To gain more understanding of the class of problems regular expressions "solve" and when parsing is needed, you might want to check out general compiler theory, specifically when regexes are used in the construction of a compiler (e.g. http://en.wikipedia.org/wiki/Book:Compiler_construction).
You're input isn't regular so, a regex won't do. I would iterate over the all groups of digits via (\d+) and find the longest and then build a new regex in the form of (.*)<number>(.*) to find your prefix/suffix.
Or if you're comfortable with string operations you can probably just find the start and end of the target group and use substr to find the pre/suf fix.

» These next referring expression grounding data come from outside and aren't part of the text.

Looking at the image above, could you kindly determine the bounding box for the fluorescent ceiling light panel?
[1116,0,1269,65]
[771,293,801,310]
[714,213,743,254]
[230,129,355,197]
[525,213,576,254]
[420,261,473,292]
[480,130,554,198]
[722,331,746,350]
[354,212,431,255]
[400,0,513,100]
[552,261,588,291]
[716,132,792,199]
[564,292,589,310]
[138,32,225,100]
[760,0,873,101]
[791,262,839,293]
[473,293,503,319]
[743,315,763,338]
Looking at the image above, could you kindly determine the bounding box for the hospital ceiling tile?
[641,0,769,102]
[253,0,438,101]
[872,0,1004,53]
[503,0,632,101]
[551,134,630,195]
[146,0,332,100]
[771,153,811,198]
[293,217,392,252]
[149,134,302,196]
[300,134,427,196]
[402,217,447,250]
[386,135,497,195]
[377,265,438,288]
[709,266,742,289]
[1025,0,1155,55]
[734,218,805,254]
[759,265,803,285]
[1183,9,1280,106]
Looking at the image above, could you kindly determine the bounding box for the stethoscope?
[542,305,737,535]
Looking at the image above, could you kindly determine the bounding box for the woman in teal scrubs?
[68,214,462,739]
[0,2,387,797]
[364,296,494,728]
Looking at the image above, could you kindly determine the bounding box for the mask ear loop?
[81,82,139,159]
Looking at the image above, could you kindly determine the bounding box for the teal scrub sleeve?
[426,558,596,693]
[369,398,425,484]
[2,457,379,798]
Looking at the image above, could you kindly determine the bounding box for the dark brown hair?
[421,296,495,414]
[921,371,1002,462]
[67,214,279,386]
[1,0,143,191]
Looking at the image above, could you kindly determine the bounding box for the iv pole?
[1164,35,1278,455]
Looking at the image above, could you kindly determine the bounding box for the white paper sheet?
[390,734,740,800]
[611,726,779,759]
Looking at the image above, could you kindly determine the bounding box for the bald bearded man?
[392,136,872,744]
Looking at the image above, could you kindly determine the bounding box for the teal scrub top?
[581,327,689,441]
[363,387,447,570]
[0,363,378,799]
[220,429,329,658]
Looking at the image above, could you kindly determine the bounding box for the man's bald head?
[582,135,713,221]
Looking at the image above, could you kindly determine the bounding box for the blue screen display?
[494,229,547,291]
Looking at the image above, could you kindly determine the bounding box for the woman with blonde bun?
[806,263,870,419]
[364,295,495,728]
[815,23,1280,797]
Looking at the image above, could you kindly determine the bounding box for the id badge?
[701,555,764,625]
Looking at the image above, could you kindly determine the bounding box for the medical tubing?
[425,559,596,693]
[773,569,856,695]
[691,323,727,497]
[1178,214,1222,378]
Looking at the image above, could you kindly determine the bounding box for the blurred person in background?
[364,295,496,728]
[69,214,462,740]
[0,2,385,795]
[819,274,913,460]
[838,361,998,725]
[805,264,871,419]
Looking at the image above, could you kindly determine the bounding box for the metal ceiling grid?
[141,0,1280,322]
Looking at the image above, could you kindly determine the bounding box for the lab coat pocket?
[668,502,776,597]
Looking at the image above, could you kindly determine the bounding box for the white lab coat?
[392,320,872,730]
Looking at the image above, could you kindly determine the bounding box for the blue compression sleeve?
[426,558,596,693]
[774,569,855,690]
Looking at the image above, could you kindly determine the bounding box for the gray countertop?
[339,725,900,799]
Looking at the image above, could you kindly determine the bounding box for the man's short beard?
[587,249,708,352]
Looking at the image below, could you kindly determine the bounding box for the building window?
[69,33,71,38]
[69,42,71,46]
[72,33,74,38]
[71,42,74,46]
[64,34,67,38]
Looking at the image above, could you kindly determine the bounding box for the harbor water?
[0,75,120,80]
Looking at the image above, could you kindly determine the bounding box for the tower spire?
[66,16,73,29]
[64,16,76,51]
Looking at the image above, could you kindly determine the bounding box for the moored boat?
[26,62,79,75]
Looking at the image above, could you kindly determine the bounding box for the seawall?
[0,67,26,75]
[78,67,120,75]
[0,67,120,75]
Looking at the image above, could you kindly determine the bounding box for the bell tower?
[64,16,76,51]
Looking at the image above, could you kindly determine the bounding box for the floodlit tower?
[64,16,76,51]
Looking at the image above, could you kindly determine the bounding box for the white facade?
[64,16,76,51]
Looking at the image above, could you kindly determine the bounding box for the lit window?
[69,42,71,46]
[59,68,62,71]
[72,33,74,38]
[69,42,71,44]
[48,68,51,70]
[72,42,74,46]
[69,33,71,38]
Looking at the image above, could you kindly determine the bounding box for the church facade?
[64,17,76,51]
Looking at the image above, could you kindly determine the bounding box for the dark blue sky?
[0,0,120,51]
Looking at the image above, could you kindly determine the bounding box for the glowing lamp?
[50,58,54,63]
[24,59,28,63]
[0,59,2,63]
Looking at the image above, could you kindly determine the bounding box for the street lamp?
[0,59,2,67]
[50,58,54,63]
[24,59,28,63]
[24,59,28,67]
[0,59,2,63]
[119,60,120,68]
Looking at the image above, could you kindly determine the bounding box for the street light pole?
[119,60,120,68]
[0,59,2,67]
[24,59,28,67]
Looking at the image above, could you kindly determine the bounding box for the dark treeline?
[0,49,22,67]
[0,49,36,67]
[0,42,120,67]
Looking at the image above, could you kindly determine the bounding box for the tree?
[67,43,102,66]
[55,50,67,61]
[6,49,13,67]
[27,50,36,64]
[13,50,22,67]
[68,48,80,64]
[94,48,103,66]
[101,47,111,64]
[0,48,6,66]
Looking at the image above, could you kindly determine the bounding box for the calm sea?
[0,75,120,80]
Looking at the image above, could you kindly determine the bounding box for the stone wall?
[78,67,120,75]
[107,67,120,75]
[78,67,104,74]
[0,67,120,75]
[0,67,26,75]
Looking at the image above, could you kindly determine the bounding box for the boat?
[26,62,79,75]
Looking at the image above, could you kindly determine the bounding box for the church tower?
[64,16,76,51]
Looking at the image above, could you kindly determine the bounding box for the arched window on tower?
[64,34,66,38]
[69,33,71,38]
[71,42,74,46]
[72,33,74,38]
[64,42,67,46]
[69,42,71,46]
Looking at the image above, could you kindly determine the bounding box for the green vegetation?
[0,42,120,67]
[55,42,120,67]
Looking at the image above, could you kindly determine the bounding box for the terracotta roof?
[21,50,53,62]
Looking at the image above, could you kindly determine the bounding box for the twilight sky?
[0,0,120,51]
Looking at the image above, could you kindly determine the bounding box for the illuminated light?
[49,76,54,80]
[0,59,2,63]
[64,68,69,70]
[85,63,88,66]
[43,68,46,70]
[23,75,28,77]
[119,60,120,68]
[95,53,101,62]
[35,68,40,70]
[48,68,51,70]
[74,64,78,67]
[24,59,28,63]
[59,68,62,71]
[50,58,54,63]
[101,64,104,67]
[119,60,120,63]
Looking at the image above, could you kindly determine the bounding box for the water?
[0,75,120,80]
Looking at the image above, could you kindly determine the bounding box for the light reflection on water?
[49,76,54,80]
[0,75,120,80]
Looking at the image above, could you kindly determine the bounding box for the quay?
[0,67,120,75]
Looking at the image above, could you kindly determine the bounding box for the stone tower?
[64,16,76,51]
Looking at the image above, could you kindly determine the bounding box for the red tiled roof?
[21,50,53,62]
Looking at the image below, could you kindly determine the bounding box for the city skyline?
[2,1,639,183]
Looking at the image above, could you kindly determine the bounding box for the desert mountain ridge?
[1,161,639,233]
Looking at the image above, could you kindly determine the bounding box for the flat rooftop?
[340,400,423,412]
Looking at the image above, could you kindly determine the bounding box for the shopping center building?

I don't think you can do this with one regex. I would find all digit sequences within the string (probably with a regex) and then I would select the longest with .NET code, and call Split().
This depends entirely on your Regexp engine. Check your Regexp environment for capturing, there might be something in it like the automatic variables in Perl.
OK, let's talk about your question:
Keep in mind, that both, NFA and DFA, of almost every Regexp engine are greedy, this means, that a (\d+) will always find the longest match, when it "stumbles" over it.
Now, what I can get from your example, is you always need middle portion of a number, try this:
/^(.*\D)?(\d+)(\D.*)?$/ig
The now look at variables $1, $2, $3. Not all of them will exist: if there are all three of them, $2 will hold your number in question, the other vars, parts of the prefix. when one of the prefixes is missing, only variable $1 and $2 will be set, you have to see for yourself, which one is the integer. If both prefix and suffix are missing, $1 will hold the number.
The idea is to make the engine "stumble" over the first few characters and start matching a long number in the middle.
Since the modifier /gis present, you can loop through all available combinations, that the machine finds, you can then simply take the one you like most or something.
This example is in PCRE, but I'm sure .NET has a compatible mode.